A Câmara Municipal de Ubatuba aprovou, em sua sessão de terça-feira, dia 13 de abril, algo inacreditável: uma espécie de perdão de dívidas de IPTU e a isenção futura do tributo para um imóvel locado pelo Legislativo, que é de um proprietário particular. O projeto de lei, de autoria do prefeito Eduardo Cesar, não teve debates na sessão, apenas votação e aprovação, com dois votos contrários, dos vereadores Pastor Claudinei (PSC) e Rogério Frediani (PSDB).
Dou-me provisoriamente por vencido. Não consegui me informar se o IPTU do prédio locado da Câmara está em dia ou não, quais são os termos do contrato de locação, nem a íntegra do projeto aprovado. Ainda há pesquisas a fazer.

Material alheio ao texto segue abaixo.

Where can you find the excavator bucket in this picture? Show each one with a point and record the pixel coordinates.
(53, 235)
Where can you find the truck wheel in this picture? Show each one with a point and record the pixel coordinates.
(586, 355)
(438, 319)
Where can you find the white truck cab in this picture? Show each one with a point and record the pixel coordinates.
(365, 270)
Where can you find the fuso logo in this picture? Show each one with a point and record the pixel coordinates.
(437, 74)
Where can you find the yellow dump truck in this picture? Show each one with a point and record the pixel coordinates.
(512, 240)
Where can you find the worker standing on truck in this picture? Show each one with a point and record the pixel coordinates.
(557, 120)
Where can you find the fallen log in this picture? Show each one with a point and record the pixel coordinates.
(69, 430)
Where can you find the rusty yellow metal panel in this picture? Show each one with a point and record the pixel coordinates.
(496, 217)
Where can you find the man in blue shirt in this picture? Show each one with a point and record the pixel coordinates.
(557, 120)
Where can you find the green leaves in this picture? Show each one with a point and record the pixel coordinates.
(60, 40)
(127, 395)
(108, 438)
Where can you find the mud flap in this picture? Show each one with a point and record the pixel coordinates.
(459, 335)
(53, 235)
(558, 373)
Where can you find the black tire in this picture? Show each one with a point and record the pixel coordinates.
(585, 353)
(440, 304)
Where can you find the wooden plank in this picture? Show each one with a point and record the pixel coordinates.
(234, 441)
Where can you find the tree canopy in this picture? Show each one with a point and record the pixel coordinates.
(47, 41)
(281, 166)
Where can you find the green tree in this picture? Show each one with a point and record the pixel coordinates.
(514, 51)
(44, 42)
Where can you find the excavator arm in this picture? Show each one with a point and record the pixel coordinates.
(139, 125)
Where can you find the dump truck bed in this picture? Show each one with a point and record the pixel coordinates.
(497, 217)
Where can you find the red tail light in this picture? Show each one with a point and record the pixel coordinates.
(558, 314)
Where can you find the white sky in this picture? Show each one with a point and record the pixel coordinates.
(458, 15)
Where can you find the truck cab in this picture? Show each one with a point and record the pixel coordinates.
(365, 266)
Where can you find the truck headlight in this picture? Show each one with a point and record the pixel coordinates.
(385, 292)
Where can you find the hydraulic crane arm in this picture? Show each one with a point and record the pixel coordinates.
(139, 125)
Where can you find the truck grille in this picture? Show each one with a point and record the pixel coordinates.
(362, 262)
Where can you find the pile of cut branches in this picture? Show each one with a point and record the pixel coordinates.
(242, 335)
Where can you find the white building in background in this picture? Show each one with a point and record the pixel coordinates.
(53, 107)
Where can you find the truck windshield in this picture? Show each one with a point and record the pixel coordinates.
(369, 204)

O projeto de isenção era, provavelmente, o mais importante da Ordem do Dia, porque, logo em seguida, começou o esvaziamento do plenário. Depois da primeira hora, parece, há uma discreta debandada dos vereadores. O Pastor Claudinei foi o primeiro a sair: tinha um evento importante em sua igreja. Conversei rapidamente com ele na saída, para perguntar a causa da voz forte e veemente dizendo "rejeito" ao projeto de isenção do IPTU para o imóvel ocupado pela Câmara. Claudinei considerou que, se fosse o caso de entidade assistencial, a história seria outra. Mas o projeto aprovado concede isenção a um particular, o que, para ele, é inaceitável, pois o tributo reverte em benefício de toda a população e todos os particulares têm o dever de pagá-lo.
Outros vereadores foram depois saindo de fininho, ao ponto de se chegar a uma parte informal, a "Sessão Bate-Papo", porque, com a inexistência de quorum, a sessão ordinária já estava regimentalmente encerrada. Foi nessa parte da sessão, com palavra livre aos vereadores, que o vereador residente na Maranduba, Rogério Frediani, abriu o coração e lavou a alma, mesmo, conforme suas palavras, sob o risco de cassação de seu mandato: "essas coisas a gente não costuma falar ao microfone".
Disse estar inconformado com as novas regras para uso dos veículos oficiais da Câmara, que não mais poderão ser utilizados para transportar pacientes para realização de exames e procedimentos médicos. Afirmou que não apenas ele, mas os demais vereadores, se utilizavam dessa prática, quando da ocorrência de algum caso urgente, de "pessoas que votaram em nós ou que não votaram em nós". Mencionou que quando em campanha eleitoral para pedir votos, os vereadores são movidos pelo sentimento e apelam, junto aos eleitores, para sentimentos, de amizade, de companheirismo. Como então, indaga, depois de eleitos, podem deixar de se sensibilizar com a necessidade de quem votou?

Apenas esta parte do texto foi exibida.